While looking for the latest Climate Outlook issued by PAGASA during last week’s 152nd Climate Forum, I happened to come upon the weather agency’s database on climatological extremes for the Virac Synoptic Station based in San isidro Village.
According to the data, the highest temperature ever recorded at the station since 1908 remains 37.8 degrees Centigrade on Aug. 13, 2018, with the next highest occurring on June 2, 1967 at 37.2ºC.
The 51-year gap between the two highest temperatures in the capital town is either due to a statistical anomaly or a definite evidence of climate change.
On the other hand, the lowest temperature was at 15.6ºC recorded on Feb. 9, 1916. There were three other instances with temperatures lower than 18ºC and all these were recorded in 1969, 1914 and 1967.
The lowest temp for years after 2000 was on Sept. 19, 2005 when it dipped to 18.0ºC. Must really be due to climate change….
The greatest daily rainfall to ever occur in Virac was on June 9, 1974 when the skies poured a total of 494.2 millimeters of precipitation. The massive downpour was apparently brought by typhoon Dinah, which passed just 80 kilometers north of Virac at 2 PM that day.
Dinah narrowly missed Camarines Norte before slamming into Central Luzon, causing US$1 million in damage and killing 33 people, with 27 missing.
Second on the list of heavy rainfall was 488mm on Sept. 1, 1929, when a slow-moving typhoon was “severely felt” in Catanduanes and nearby Bicol provinces.
Third was the 485.5mm recorded on Oct. 29, 1958 when typhoon Lorna proved to be “very destructive” in the Bicol region, with undetermined casualties.
The two other days with greatest rainfall were on Dec. 13, 1964 with 416.3mm (brought by passing typhoon Opal/Naning with peak winds of 315kph and wind circulation of 2,100 km) and Nov. 6, 1947 with 401.1mm (typhoon Dora passed 200 kilometers north of Virac).
Interestingly, the only really rainy day in the 2000s in the list was on April 19, 2021 with 252.1mm when super typhoon Surigae/Bising moved north slowly for several days about 500km east of Catanduanes.
PAGASA data said that the lowest sea level pressure recorded by the Virac Synoptic Station was 927.9 millibars on Oct. 21, 1998, the day when typhoon Babs/Loleng made landfall in Catanduanes with gusts of 260 kph and killed 71 islanders.
The aftermath of the storm prompted then Pres. Joseph Estrada to order the National Food Authority to give one sack of rice to each Catandunganon family, an act that remains in the hearts and minds of recipients to this day.

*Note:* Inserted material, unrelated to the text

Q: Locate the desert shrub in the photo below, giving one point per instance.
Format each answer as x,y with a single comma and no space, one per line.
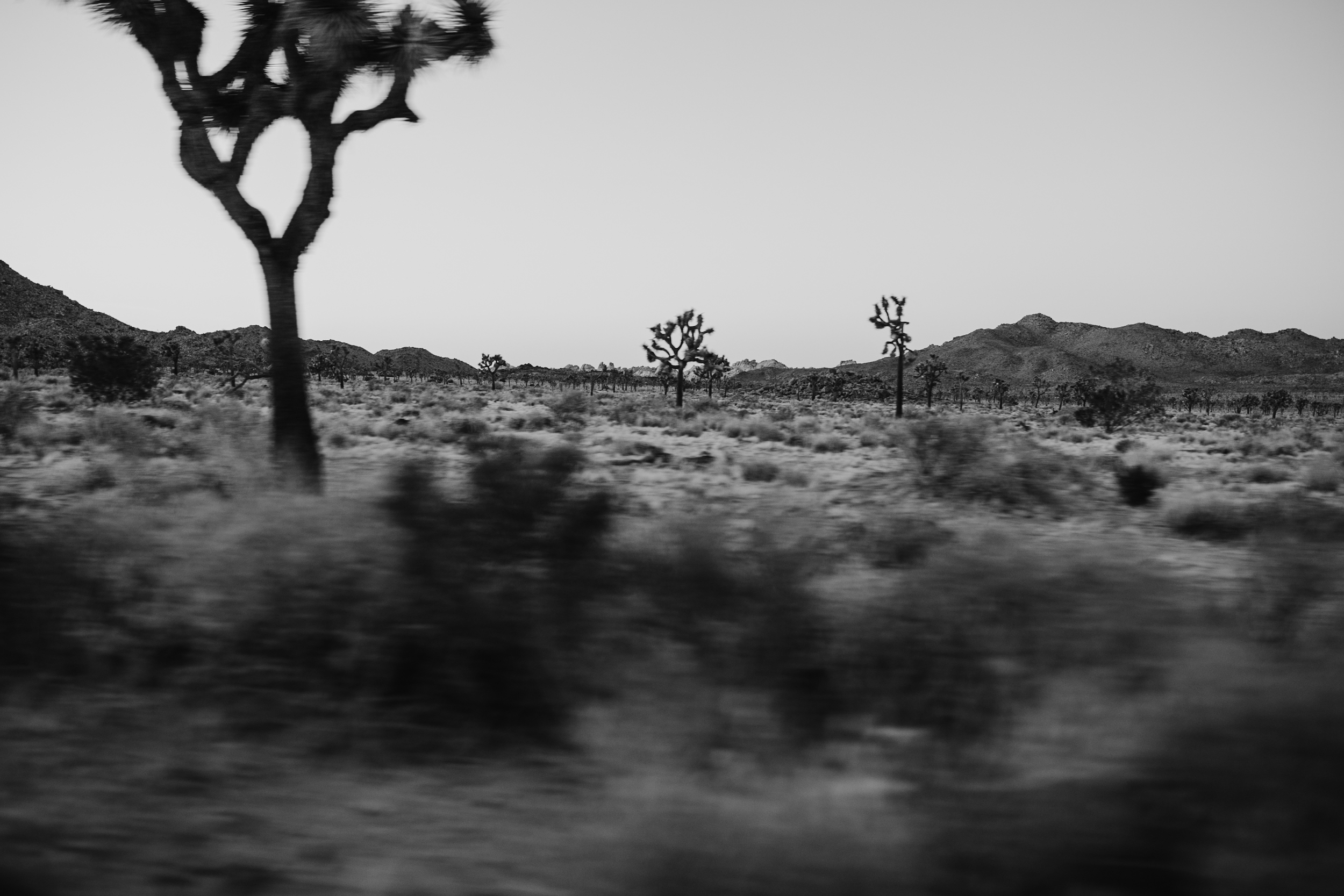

On the strongest winds to ever hit Virac from 1966 to 2021, number one is super typhoon Nina, the Christmas howler that topped at 78 meters per second or 281 kph from the north-northwest.
The second and third strongest are both from 1970: typhoon Joan (Sening) with 277 kph on Oct. 13 and typhoon Nancy with 223 kph on Feb. 25
Sening, whose peak winds of 315 kph held the record for decades, killed a total of 798 people in its rampage across Central Philippines, with the US Navy sending a helicopter carrier to Cabugao Bay a few days later to ferry aid. Then First Lady Imelda Marcos also visited and saw the damage along the road from the Virac airport to Bato town.
Whether super typhoon Rolly (2020) was the strongest, we will never know as the Virac station’s weather vane was damaged by flying debris at the height of its passage.
THE FLORIST’S MIX-UP. A new business was opening and one of the owner’s friends wanted to send him flowers for the occasion. They arrived at the new business site and the owner read the card, which said: “Rest in Peace.” The owner was angry and called the florist to complain.
After he had told the florist of the obvious mistake and how angry he was, the florist replied: “Sir, I’m really sorry for the mistake, but rather than getting angry, you should imagine this – somewhere, there is a funeral taking place today, and they have flowers with a note saying: “Congratulations on your new location!”